Principles from Recent Case Law
One recent case which went to the UK Supreme Court in 2022 highlighted the importance of exercising independent judgment and acting in the company’s best interest.
Sequana
The case of Sequana made it clear that directors also have a duty to act in the best interests of creditors if their company has become financially distressed. Once insolvency has become irreversible, the interests of creditors must be held at a higher priority over any other interest.
This illustrates how the duties of directors can change in line with the company’s financial position. This case emphasises that directors must stay as informed as possible about the company’s financial information to fulfil their duties. If thorough processes for updating directors are implemented early on, staff members will be more likely to appreciate the importance of updated information, and this will ease compliance with directors’ duties.
Burnell
The case of Burnell in 2021 also has significant implications as it extended directors duties to avoid conflicts of interest to include a period after the director leaves their role. Continuing the duty was held to ward against misuse of information gained whilst a director is in office; the decision in this case made it clear that the duty of trust which a director holds cannot be immediately terminated by leaving their post, and this also applies to de facto directors.

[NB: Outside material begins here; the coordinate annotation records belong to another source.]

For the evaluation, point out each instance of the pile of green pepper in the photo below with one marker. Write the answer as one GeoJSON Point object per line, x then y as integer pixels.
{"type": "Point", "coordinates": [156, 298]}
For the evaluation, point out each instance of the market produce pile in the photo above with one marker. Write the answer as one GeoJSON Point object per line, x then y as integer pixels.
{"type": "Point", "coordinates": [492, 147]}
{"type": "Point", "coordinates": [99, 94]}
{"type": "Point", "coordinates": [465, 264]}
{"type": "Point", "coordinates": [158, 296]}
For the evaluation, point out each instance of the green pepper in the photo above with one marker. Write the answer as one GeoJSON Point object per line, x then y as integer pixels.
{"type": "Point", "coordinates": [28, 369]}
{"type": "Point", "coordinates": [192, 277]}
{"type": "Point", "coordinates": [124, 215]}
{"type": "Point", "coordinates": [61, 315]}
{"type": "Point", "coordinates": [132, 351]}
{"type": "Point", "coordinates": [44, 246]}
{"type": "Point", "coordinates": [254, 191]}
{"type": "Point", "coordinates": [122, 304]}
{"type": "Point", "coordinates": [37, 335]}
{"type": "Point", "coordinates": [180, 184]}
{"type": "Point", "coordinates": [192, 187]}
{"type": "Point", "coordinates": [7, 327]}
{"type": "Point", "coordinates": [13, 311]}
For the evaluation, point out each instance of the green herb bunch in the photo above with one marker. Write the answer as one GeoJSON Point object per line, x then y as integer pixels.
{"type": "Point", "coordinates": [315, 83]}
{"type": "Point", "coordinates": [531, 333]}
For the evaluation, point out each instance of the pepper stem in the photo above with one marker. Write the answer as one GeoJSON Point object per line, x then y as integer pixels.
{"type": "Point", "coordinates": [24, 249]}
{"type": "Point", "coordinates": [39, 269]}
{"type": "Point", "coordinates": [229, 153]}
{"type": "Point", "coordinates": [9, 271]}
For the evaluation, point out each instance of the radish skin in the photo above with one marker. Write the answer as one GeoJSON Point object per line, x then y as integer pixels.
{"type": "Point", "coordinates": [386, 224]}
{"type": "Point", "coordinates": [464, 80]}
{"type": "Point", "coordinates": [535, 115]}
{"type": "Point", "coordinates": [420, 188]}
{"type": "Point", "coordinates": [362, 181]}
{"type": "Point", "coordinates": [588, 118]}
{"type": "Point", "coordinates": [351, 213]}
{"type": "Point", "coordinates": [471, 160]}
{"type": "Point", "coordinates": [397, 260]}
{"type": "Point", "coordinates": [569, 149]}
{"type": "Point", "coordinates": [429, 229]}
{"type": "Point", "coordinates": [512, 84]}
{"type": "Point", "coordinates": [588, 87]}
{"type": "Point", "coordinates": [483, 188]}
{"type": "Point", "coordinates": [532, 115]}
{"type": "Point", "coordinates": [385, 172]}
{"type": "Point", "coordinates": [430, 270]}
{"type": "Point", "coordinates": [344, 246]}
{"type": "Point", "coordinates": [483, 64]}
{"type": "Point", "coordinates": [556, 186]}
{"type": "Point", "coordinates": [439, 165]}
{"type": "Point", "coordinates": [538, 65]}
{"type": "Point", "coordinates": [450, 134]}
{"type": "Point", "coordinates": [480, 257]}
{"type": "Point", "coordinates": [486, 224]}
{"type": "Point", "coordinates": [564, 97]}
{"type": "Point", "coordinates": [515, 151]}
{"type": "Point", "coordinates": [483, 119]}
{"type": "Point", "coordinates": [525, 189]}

Despite the strict nature of the duties imposed on directors, it is important to remember that the law only requires directors to do what is reasonable in the circumstances.
Green v Walkling
In Green v Walkling, the court decided that although a director had become aware of possible money laundering in his company, which is a very serious offence, as he had sought legal advice in this matter and acted in accordance with it, this was deemed to be enough to fulfil his duty of reasonable care, skill and diligence.
Humphrey
Lastly, the case of Humphrey has exemplified the importance of consistency when a company has multiple directors. The directors duties are imposed on each person individually; even if one has a potential conflict of interest and another does not, each can be held liable for something they ought reasonably to have known about. Proper communication and rigorous disclosure processes are once again proven to be crucial in this area.
Consequences of Breach of Directors Duties
Breach of any of the duties imposed on directors can have both legal and financial consequences. As mentioned above, directors can be held personally liable for losses incurred by the company or its stakeholders due to their breach of duty; for example, similar to the Sequanacase, if a director allows the company to trade while insolvent, they might be held personally responsible for the debts incurred at that time.
Regulatory bodies could also impose fines on directors who breach their duties, in addition to costs imposed through legal proceedings, as shareholders and creditors may also bring legal action against a director in breach of their obligations. This may also lead to disqualification from the role of director, so there is a significant risk of loss of reputation, both personal and professional. In the most serious cases, extreme breaches of duty may lead to criminal charges against a director (R v Boyle).
Final words
The role of a director embodies a complex web of responsibilities, obligations and ethical considerations. As custodians of the company’s interests, directors have a duty of trust to act with care, loyalty and prudence in their actions, and their legal obligations serve to protect these interests and promote transparency and informed decision-making.
To navigate this intricate landscape it is of paramount importance that principled corporate governance is made a priority and both directors and employees have a thorough understanding of the variety of required directors duties. In the context of SMEs, the impact of directors’ decisions are even more evident, but by recognising these duties and ensuring structures of corporate governance are in place, directors pave the way for sustainable growth and enhanced stakeholder trust.